Sobotnia porażka z akademiczkami była ostrzeżeniem, że łatwo o tytuł nie będzie. I rzeczywiście to potwierdziło się w pierwszej odsłonie wczorajszego spotkania. Wynik zmieniał się jak w kalejdoskopie, a do szatni w lepszych nastrojach schodziły miejscowe. Po zmianie stron do odrabiania strat wzięły się lublinianki, a przełom nastąpił w 48 min, kiedy nasz zespół odskoczył na trzybramkowe prowadzenie (20:17), którego nie oddał do końca. - Ciężko było, ale wiedziałyśmy, że nie możemy sobie pozwolić na dwa słabe mecze z rzędu - przyznała po końcowej syrenie Sabina Włodek.
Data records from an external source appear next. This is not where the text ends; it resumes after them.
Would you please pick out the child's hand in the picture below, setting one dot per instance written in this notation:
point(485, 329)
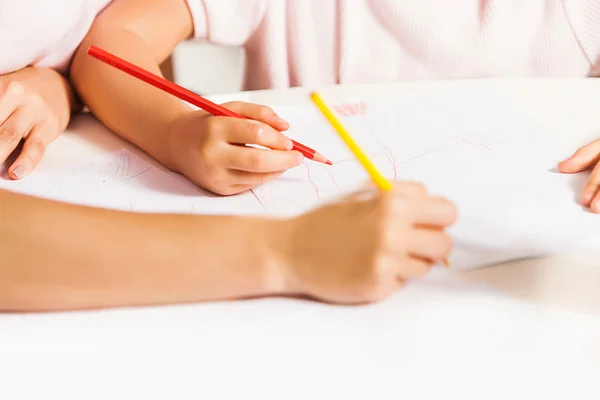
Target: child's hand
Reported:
point(35, 105)
point(363, 248)
point(210, 150)
point(585, 158)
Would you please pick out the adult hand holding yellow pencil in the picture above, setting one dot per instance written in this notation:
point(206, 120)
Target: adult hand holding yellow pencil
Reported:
point(432, 214)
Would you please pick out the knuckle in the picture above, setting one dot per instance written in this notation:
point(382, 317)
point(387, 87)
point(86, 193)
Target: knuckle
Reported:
point(265, 112)
point(213, 127)
point(10, 132)
point(444, 244)
point(257, 160)
point(256, 133)
point(15, 88)
point(38, 147)
point(422, 268)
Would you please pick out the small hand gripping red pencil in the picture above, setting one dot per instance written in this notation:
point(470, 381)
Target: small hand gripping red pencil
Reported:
point(185, 94)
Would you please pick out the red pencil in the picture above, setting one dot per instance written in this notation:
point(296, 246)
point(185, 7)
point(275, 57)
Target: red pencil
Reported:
point(185, 94)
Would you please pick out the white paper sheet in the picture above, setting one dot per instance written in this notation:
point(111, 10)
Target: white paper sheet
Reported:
point(495, 165)
point(123, 181)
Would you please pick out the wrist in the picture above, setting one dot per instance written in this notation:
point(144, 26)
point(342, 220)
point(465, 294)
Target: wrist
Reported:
point(273, 245)
point(169, 151)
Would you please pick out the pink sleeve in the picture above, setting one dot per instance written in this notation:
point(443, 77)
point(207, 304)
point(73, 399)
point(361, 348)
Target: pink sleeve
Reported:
point(584, 17)
point(226, 22)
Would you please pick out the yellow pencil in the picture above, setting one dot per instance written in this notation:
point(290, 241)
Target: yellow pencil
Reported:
point(382, 183)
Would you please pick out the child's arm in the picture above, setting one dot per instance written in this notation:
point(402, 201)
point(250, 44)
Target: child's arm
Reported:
point(204, 148)
point(587, 157)
point(57, 256)
point(35, 105)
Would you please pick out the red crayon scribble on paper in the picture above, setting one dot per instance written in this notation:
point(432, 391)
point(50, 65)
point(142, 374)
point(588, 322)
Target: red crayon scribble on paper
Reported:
point(351, 109)
point(331, 176)
point(311, 181)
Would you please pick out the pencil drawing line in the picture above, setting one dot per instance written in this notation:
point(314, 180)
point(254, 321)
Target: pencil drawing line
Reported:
point(389, 155)
point(257, 197)
point(331, 176)
point(311, 181)
point(120, 181)
point(417, 156)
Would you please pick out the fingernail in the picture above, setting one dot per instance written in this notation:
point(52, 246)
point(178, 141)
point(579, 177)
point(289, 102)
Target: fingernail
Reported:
point(20, 172)
point(280, 121)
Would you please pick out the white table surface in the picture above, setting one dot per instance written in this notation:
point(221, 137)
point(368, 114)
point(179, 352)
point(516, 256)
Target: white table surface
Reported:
point(153, 351)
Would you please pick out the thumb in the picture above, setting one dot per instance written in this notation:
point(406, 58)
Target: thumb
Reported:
point(584, 158)
point(258, 112)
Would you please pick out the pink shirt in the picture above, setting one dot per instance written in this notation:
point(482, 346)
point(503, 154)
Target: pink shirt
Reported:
point(315, 42)
point(43, 33)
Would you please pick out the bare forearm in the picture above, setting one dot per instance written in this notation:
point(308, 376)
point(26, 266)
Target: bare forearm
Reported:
point(58, 256)
point(50, 85)
point(135, 110)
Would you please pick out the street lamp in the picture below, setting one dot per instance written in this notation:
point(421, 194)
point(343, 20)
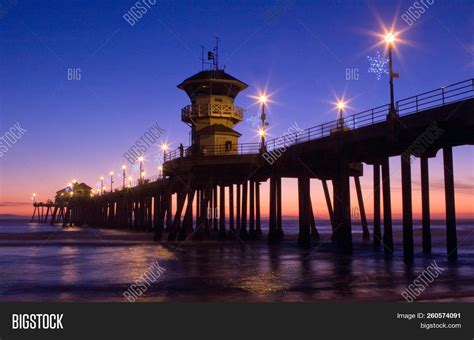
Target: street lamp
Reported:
point(123, 176)
point(102, 188)
point(263, 100)
point(111, 180)
point(390, 40)
point(341, 106)
point(141, 159)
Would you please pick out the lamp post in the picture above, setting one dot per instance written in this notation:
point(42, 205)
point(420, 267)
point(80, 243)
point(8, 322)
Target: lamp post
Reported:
point(263, 116)
point(123, 176)
point(340, 106)
point(141, 159)
point(390, 39)
point(111, 181)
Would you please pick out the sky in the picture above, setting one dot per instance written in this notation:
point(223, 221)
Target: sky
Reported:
point(85, 83)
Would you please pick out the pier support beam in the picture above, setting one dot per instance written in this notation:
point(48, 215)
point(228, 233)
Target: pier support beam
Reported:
point(425, 205)
point(387, 208)
point(231, 209)
point(181, 197)
point(342, 208)
point(328, 203)
point(258, 227)
point(222, 229)
point(244, 235)
point(377, 231)
point(160, 208)
point(408, 251)
point(214, 214)
point(238, 205)
point(451, 237)
point(169, 212)
point(314, 231)
point(272, 220)
point(304, 235)
point(252, 235)
point(279, 233)
point(187, 225)
point(363, 217)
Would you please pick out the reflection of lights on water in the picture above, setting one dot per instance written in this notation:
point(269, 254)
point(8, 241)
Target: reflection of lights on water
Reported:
point(267, 283)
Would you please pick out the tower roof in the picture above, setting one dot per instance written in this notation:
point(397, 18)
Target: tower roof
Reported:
point(212, 82)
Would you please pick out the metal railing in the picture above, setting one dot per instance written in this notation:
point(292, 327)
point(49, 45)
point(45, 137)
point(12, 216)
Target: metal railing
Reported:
point(215, 150)
point(411, 105)
point(439, 97)
point(212, 110)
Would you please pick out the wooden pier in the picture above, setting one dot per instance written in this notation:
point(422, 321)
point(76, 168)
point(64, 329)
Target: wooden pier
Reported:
point(202, 183)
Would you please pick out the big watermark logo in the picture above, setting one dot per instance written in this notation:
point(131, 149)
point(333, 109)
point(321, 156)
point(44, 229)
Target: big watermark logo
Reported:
point(414, 12)
point(137, 11)
point(287, 138)
point(142, 144)
point(422, 143)
point(10, 138)
point(422, 282)
point(141, 285)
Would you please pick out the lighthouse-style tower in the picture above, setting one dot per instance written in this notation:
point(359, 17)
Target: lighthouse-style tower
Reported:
point(212, 114)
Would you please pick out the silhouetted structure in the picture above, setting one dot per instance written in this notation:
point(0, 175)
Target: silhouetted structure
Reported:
point(209, 171)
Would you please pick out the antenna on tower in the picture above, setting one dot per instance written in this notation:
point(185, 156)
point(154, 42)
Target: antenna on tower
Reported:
point(216, 51)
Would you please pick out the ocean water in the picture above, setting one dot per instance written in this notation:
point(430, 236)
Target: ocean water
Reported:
point(51, 263)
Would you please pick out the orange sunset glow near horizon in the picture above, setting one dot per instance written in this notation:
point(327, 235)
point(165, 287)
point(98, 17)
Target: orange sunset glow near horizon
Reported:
point(16, 198)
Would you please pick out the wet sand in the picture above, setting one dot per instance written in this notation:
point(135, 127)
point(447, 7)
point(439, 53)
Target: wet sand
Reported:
point(43, 263)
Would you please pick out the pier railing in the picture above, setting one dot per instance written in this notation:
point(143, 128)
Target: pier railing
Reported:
point(407, 106)
point(411, 105)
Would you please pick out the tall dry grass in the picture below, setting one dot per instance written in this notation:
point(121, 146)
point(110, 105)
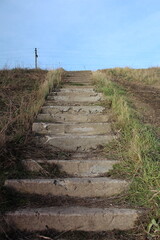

Kapitan SPR Safo jest rekordzistką w zespole pod względem wywalczonych złotych medali. Ten jest dla niej dwunastym w karierze. - Równie ważnym jak pozostałe inne. W każdy z nich zarówno ja, jak i zespół włożył wiele pracy. Jest to ukoronowanie naszego wspólnego wysiłku - dodaje lewoskrzydłowa. - Z każdego ze zdobywanych złotych medali cieszę się coraz bardziej - nie ukrywa Andrzej Wilczek, prezes SPR Safo. - Ten tytuł zdobyliśmy w ciężkich warunkach przy różnych okolicznościach, nie tylko sportowych. Dziewczynom należy się wielkie uznanie. Za walkę, za serce jakie pozostawiają na parkiecie - dodaje sternik klubu, który nie obawia się... uzależnienia od mistrzowskich tytułów. - Od takich medali mogę się nie uwalniać - śmieje się prezes Wilczek.
Lubelska ekipa, pod względem liczby mistrzowskich tytułów, nie ma sobie równych w historii polskiego szczypiorniaka. Dziewięciokrotnie najlepszymi były piłkarki Ruchu Chorzów. Co prawda dwanaście złotych medali MP mają w swoim dorobku szczypiornistki Cracovii, ale jest to łączna liczba mistrzowskich tytułów zdobywanych na boiskach otwartych jak i w hali.
AZS AWFiS Gdańsk - SPR Safo Lublin 24:29 (16:15)
AZS: Sadowska, Mikszto - Chudzik 2, Musiał 4, Serwa 2, Naumenko 3, Konuszaniec 1, Kulwińska 1, Wilamowska 1, Szwed 2, Wojtas 8, Mielczewska. Kary: 6 min.
SPR: Chemicz, Pierzchała - E. Malczewska 2, D. Malczewska 4, Włodek 7, Damięcka 3, Rola, Majerek 5, Sztefan 1, Duran 5, Tyda, Puchacz 2. Kary: 10 min. Czerwona kartka: Damięcka (za faul w 49 min.)
Sędziowali: Bartosz Leszczyński i Marcin Piechota (obaj Płock). Widzów: 500.